Peki bu kadar süre hapiste kaldıktan sonra Yargıtay’ın mahkûmiyeti bozma kararıyla tahliye olunca ne hissediyor? Şöyle yanıtladı dünkü sohbetimizde Taşdeler: “Bu süre zarfında ailemden ayrı kalmak beni çok üzdü. Ama beni bir bu kadar yıkan, şerefle taşıdığım üniformamdan ayrı kalmak oldu. Türk Silahlı Kuvvetleri’nden ihraç edilmek beni çok ağır yaraladı. Çok üzüldüm, çok kırıldım. FETÖ’cülerin en çok uğraştığı isimlerden biri olmama, bunun bilinmesine rağmen, nasıl irtibatlı ilan edilip ihraç edildim, aklım bunu hiç almadı. Bunu hiç kaldıramadım.”
Önümüzdeki dönemde hâlâ kendisini bekleyen uzun bir hukuki süreç var. “Şu an içimdeki duyguyu sorarsanız” diyor Taşdeler: “En büyük arzum, hedefim, hakkımdaki atılı suçtan kurtulup, Türk Silahlı Kuvvetleri’nden ihraç kararının geri alındığını görmek, üzerime atılı bu suçtan pirüpak olarak çıkmak, hayatıma öyle devam etmek. Başka bir şekilde olabilmesi mümkün değil zaten.”
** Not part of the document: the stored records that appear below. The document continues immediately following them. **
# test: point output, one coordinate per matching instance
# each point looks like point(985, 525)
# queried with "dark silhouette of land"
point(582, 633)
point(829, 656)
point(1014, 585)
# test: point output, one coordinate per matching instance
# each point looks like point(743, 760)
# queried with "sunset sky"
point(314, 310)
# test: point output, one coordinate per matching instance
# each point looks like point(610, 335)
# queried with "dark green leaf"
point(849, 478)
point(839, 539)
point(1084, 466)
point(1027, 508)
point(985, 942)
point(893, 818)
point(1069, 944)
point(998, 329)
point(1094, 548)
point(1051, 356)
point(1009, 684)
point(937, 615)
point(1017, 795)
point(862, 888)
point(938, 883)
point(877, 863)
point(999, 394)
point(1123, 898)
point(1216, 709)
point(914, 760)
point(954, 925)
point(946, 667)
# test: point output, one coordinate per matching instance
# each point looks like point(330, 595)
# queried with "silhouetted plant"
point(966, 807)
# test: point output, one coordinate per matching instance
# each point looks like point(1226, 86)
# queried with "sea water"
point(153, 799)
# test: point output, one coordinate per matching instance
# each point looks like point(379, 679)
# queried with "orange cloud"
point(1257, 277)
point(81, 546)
Yarın 15 Temmuz 2016 darbe girişiminin beşinci yıldönümü. Bu vesileyle FETÖ’nün darbe girişimini bir kez daha kınarken, geçen süreç içinde yaşanan mağduriyetleri de hatırlamak 15 Temmuz’a adil bir bakışın gereğidir. Taşdeler, darbe davalarında muhtelif rütbelerde bu tür mağduriyetleri yaşayan çok sayıda askerden yalnızca biridir.